へんてこりんでステキなあいつ タイトル へんてこりんでステキなあいつ
著者 那須 正幹(作) 田頭 よしたか(絵)
出版社 角川学芸出版
 

「高山くん、まだ来てないけど、どうしたのかしら」
「高山くんは、ときどき遅刻するんです。だから、そんなに心配しなくてもいいと思います」学級委員の大久保翔太がクラスを代表して発言した。
「大丈夫です。たぶん一時間目の終わりまでには学校に来ると思います」翔太は自信たっぷりな顔で言い、クラスのみんなもそうだそうだというような顔をしている。

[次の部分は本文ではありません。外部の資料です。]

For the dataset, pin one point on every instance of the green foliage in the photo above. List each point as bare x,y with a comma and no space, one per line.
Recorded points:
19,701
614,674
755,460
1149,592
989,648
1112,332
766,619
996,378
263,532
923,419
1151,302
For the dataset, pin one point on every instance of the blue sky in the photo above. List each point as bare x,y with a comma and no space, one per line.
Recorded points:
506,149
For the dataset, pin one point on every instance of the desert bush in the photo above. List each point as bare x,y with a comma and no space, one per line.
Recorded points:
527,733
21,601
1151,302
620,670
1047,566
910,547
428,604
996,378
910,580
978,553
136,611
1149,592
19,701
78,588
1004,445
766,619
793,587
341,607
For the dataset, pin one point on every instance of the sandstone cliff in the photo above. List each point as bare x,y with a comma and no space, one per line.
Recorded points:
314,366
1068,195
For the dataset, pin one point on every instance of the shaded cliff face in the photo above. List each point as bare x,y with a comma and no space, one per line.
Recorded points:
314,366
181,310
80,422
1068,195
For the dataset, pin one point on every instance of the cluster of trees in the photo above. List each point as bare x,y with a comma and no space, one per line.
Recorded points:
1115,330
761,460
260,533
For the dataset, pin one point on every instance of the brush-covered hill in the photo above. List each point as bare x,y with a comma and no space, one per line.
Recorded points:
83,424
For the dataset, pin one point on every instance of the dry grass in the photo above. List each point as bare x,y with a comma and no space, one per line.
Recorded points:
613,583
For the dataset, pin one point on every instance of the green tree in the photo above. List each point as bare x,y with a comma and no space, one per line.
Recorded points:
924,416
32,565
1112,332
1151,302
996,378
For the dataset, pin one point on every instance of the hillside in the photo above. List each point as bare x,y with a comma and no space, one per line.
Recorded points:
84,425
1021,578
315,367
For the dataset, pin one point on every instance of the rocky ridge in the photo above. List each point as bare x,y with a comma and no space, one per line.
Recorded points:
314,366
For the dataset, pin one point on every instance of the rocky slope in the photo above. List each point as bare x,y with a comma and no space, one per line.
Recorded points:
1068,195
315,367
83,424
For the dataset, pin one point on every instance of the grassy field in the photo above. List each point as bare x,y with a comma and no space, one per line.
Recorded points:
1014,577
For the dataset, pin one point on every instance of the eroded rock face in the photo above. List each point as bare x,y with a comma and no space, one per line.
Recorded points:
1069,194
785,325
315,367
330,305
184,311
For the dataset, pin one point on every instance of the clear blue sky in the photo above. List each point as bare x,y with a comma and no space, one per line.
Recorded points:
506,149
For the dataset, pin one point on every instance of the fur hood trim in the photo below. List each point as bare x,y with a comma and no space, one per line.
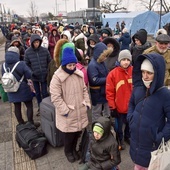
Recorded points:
104,55
57,50
81,35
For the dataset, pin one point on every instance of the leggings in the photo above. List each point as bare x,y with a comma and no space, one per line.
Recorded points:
18,114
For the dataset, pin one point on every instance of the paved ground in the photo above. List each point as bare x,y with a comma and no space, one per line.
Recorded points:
13,158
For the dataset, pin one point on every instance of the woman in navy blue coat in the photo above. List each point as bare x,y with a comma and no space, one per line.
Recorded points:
149,110
24,93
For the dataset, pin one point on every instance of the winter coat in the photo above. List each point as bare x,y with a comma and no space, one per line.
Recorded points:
112,58
95,38
136,50
109,30
118,82
70,98
97,73
20,46
79,41
166,55
149,111
37,59
24,93
68,34
45,42
125,41
102,149
83,69
53,40
52,67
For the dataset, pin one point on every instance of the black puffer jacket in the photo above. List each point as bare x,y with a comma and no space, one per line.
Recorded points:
37,59
112,58
102,149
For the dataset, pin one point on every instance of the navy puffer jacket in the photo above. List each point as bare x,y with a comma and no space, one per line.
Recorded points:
97,73
37,59
24,93
149,111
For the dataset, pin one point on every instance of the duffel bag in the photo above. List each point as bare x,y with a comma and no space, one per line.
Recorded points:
31,140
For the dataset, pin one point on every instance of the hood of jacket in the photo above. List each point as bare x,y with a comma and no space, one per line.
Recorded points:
115,44
68,34
15,39
94,38
106,123
81,35
107,29
159,71
92,27
54,29
140,35
101,52
35,37
126,35
58,50
11,57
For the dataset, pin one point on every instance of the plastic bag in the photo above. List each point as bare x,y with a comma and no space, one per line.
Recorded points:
160,158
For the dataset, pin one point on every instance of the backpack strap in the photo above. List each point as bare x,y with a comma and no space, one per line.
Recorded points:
4,68
15,66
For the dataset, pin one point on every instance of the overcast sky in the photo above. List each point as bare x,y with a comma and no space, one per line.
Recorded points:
22,7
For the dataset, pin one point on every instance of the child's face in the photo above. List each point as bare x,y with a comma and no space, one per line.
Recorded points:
124,63
97,136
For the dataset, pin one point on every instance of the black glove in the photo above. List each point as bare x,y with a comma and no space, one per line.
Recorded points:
114,113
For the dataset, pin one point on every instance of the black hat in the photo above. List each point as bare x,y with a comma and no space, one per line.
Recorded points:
163,38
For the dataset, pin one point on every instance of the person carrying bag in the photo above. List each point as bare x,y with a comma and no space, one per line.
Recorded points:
160,157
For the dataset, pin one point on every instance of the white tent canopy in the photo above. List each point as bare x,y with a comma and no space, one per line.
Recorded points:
134,20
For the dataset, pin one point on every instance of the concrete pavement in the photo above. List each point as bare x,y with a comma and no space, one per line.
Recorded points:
14,158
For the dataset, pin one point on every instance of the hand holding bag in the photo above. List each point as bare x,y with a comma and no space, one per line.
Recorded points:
160,158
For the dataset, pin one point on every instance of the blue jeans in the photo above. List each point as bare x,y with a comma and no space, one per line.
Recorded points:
119,127
40,90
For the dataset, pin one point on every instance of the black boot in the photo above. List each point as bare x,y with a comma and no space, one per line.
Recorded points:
70,157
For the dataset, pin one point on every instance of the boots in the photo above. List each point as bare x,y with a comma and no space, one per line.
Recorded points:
70,157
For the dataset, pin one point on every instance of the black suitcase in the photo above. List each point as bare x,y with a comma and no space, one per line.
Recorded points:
31,140
48,125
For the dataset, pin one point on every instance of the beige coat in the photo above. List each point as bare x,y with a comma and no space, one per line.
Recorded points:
70,96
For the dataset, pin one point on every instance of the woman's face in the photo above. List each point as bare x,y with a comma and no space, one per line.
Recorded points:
71,66
147,76
137,42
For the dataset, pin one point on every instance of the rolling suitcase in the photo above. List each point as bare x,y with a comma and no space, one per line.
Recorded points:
48,125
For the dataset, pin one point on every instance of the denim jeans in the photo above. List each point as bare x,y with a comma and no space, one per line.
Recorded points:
120,121
40,90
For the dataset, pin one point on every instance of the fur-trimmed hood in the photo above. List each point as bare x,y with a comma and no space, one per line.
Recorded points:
58,49
15,39
101,52
81,35
115,43
68,34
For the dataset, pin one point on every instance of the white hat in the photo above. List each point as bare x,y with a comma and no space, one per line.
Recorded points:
146,65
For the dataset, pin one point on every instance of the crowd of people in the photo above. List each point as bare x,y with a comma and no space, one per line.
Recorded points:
121,80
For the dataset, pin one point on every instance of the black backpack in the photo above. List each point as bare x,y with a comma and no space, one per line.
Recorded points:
31,140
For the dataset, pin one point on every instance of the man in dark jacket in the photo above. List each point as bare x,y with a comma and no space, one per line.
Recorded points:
38,58
149,108
97,73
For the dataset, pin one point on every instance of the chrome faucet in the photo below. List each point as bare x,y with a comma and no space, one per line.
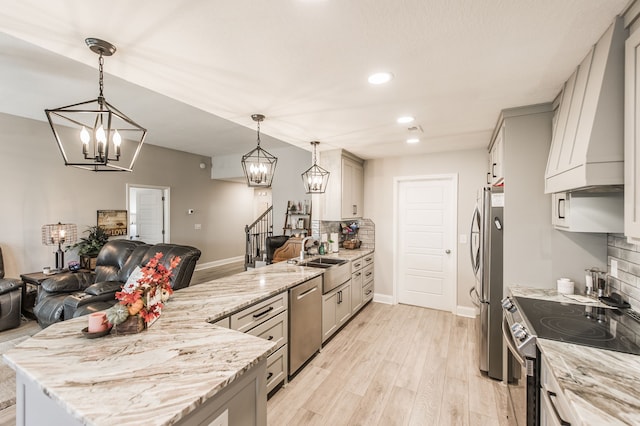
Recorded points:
304,242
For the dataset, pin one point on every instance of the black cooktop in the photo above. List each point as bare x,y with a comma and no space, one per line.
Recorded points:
604,328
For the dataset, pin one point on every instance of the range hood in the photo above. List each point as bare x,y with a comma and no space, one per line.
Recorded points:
587,148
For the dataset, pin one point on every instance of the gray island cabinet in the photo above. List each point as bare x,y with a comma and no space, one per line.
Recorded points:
189,367
184,369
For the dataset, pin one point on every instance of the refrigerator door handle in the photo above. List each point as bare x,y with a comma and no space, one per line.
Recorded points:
475,300
475,260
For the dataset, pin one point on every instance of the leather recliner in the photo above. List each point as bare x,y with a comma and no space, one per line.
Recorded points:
10,299
70,295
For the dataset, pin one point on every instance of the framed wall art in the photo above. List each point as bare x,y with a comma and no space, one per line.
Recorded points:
114,222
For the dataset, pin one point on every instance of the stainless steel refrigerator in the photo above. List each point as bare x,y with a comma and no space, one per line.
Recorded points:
486,261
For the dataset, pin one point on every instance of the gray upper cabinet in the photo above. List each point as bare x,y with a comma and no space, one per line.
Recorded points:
587,144
632,139
344,197
496,159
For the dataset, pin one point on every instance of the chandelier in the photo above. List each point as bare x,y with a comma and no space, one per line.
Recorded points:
57,234
315,178
258,165
94,135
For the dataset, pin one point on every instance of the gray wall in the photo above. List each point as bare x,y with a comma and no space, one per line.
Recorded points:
287,182
469,165
38,189
536,254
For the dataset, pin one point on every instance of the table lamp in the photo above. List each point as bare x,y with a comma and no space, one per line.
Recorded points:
59,234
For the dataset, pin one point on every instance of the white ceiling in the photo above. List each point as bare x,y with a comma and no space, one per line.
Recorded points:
191,71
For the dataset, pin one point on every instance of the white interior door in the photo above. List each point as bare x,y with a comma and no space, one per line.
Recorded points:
148,209
425,261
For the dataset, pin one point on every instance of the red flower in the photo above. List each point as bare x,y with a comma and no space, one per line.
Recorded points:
155,278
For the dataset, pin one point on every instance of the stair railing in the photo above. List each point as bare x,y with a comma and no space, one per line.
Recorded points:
255,236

 一時間目が終わること、教室の後ろの戸が開いて、つよしのひょろりとした体がはいってきた。つよしはてれくさそうな笑顔をみせながら、それでもていねいにおじぎをした。
「高山くん、いったいどこに行ってたの」
つよしは、ちょっと困ったように長い顔を傾ける。
「ええと、学校を間違えて……いろいろ考えながら歩いていたから、気がついたら朝顔小学校じゃなくて、すみれ小学校の子といっしょに歩いていて……」
 海野先生は深呼吸をひとつすると、低い声で言った。
「とにかく、これからは、登校中にぼんやりしないこと。自分の学校くらい、ちゃんと覚えておきなさい。いいですね」

 海野先生にとっては、初めてのことだからびっくりしたにちがいないが、四年一組の連中は、一年前から高山つよしのことを知っているので、たいていのことではおどろかない。クラスのみんなは、つよしをちょっと変わった子どもだという。でもだからといって、つよしのことをいじめたり、ばかにすることはない。

★健太郎と同じアパートに住んでいるつよしは、健太郎が一緒にいないとタコのようにどこかにいってしまう。天神山に登ったり、アリの行列を観察していて遅刻をしたり……夢中になるととまらない。体育の持久走中に、突然走るのをやめた理由は、「サンタクロースはどうして日本の子どもにプレゼントをもってくるんだろう」ということを考えていたからという。ちょっと他の子とは違うつよし、違うからこそ出てくるつよしならでは見方はとても興味深い。